Nesse ínterim, alguns crentes, tanto quanto muitos naquela época, que ouviram a leitura deste texto em sua igreja, poderiam ver-se num dilema: será que vale a pena correr o risco de perder os bens que conquistei com tanto esforço, ou ser hostilizados em vários lugares e ambientes para atender as ordens de Jesus? Em primeiro lugar devemos nos lembrar que não somos desse mundo, logo, não temos nada aqui que seja invariavelmente nosso. Aqui o ladrão mina e a traça rói. Porém, ainda que percamos o que quer que seja nesse mundo, seguindo a Cristo, achamos nossa vida; encontramos nossa razão de existir. Em segundo lugar, o SENHOR sabe do que precisamos para continuar vivendo, e consequentemente, testemunhando da salvação. Por implicação, ele entende que necessitamos de ouro, prata, alforje e túnicas, ou dinheiro, vestes, alimentos e etc.
O que precisamos entender é que Deus não dá uma ordem sem proporcionar os subsídios necessários para que a cumpramos. O Deus que mandou, cuidará de nos prover de tudo quanto é necessário para preguemos aos perdidos lá fora, que somente Jesus Cristo salva, e somente ele é o SENHOR sobre tudo e todos.
Porém, nossa ida e confiança na provisão divina não pressupõem sucesso na missão, pois a definição de sucesso na pregação do evangelho não indica que todos quantos ouvirão nosso testemunho de Cristo serão salvos. O que nos leva ao terceiro princípio.
3. Confiar em sua soberania e sabedoria quanto a efetividade da pregação.

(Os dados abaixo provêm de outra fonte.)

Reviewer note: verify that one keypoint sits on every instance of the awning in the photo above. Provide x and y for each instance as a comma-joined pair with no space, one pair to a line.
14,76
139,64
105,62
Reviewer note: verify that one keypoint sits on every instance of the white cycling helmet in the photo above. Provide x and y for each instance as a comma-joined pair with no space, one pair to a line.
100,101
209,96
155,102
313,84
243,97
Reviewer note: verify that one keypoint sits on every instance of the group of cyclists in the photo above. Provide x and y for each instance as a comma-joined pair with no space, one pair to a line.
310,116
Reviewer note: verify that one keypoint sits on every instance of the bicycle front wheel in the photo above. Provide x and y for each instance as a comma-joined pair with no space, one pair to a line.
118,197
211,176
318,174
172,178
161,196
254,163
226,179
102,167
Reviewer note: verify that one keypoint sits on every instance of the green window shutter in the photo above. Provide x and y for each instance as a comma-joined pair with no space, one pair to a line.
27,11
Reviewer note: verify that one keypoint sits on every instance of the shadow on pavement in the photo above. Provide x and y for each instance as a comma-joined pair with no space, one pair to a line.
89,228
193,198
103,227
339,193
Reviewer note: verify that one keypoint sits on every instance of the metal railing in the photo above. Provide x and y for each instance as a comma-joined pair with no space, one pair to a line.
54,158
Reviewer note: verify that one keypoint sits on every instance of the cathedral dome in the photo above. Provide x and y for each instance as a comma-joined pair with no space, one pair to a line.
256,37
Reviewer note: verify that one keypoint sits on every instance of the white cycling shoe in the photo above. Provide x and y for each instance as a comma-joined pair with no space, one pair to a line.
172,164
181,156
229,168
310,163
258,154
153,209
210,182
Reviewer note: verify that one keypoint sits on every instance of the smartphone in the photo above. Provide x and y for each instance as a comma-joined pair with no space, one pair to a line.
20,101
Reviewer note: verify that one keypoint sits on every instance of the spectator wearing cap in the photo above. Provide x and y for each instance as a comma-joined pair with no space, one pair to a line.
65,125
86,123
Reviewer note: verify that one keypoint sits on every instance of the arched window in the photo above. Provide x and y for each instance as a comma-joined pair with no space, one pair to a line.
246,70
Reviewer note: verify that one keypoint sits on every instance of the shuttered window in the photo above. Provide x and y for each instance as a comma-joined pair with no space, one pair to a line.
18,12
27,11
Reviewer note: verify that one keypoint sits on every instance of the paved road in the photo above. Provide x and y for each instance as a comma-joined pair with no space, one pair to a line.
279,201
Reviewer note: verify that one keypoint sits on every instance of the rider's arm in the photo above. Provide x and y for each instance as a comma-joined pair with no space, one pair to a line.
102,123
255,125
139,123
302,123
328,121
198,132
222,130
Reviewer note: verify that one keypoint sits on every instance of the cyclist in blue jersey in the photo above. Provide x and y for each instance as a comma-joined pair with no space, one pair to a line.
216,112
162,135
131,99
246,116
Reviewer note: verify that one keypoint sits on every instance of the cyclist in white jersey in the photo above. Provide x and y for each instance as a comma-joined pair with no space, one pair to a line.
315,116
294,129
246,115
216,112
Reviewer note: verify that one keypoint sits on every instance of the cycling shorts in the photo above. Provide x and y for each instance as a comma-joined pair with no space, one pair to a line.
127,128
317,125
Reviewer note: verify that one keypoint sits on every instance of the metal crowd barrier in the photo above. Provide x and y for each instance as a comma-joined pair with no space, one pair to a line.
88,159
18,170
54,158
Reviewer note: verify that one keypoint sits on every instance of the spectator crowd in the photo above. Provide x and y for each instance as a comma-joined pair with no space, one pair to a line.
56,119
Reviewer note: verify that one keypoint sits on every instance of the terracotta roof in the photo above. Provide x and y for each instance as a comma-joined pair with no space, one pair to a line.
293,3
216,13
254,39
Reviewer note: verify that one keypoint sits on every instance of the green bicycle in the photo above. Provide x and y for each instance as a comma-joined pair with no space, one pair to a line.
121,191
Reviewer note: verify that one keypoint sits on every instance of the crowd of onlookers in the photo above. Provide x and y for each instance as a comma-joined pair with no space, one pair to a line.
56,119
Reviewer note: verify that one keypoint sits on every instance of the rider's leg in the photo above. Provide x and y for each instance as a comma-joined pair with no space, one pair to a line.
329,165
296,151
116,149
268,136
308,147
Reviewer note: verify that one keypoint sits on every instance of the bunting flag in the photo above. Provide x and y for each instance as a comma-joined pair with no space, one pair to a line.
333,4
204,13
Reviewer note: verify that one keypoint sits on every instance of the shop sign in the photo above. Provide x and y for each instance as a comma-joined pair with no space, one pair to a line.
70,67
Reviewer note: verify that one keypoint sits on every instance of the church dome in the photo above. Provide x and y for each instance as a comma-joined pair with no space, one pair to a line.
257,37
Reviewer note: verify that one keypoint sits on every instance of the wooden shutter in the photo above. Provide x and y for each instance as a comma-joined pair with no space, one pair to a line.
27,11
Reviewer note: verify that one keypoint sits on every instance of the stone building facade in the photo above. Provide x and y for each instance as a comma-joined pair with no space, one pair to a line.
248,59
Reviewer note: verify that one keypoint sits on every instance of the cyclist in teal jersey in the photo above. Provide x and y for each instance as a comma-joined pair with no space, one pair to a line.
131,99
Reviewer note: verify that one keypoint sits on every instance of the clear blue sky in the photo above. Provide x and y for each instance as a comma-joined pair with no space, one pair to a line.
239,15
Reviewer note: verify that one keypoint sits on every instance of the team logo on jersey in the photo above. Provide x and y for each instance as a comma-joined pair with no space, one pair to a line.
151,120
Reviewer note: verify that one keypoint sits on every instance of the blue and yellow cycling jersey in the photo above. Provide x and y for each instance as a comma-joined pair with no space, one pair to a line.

Nossas ordens são: "vá e pregue!" e não: "vá e converta!". Sob a orientação do Espírito, em nossas escolas, trabalhos, lazeres ou em qualquer outro lugar, precisamos sempre rememorar o fato de que estamos passeando nesse mundo como por um grande cemitério: todos estão mortos. Ninguém nos ouve de fato. Todos estão aprisionados ao pecado, e seus ouvidos estão de tal forma obstruídos, que nosso testemunho só pode ser ouvido por aqueles que foram eleitos por Deus para a salvação.
Nem todos o que escutarem nossa voz, ouvirão o chamado do Espírito. Alguns nos receberão. Outros, não. Os discípulos foram exortados a "sacudirem o pó dos pés", isto é, reconhecerem que como arautos, fizeram o que lhes foi ordenado, e que a partir daquele ponto, a responsabilidade era unicamente de quem havia rejeitado o evangelho, publicando sua reprovação diante de Deus para salvação. Por outro lado, essa possibilidade de rejeição, não poderia nutrir no coração dos discípulos algum tipo de preferência ou escolha de pregar numa determinada cidade, que parecia ser mais receptiva, excluindo outra, que aparentemente era hostil. Como abordado anteriormente, o chamado é direcionado à todos.
Portanto, não podemos escolher quem parece mais inclinado a ouvir o evangelho para que possamos pregar. Não nos comprometemos com resultados, e sim com a ordem de ir e testemunhar que Deus nos visitou, enviando seu Filho, a fim de que, mediante arrependimento e fé, sejamos salvos de sua ira final e eterna.
Assim, prossigamos pregando o Evangelho através das nossas vidas e com nossa voz, testemunhando que o Reino dos céu é chegado, confiando que Deus nos enviará até seus eleitos, a fim de trazê-los ao Reino, tal como aconteceu conosco.
Conclusão
Sob as ordens de Cristo, cumprimos nosso chamado. Tendo sido vivificados pelo Espírito Santo para, por meio da fé, sermos salvos pela graça de Deus através do sacrifício e mediação do Messias, fomos também chamados a proclamar essa mesma salvação, de acordo com as instruções daquele que, sendo bondoso, continua, por intermédio de sua igreja, a chamar os eleitos mortos à vida.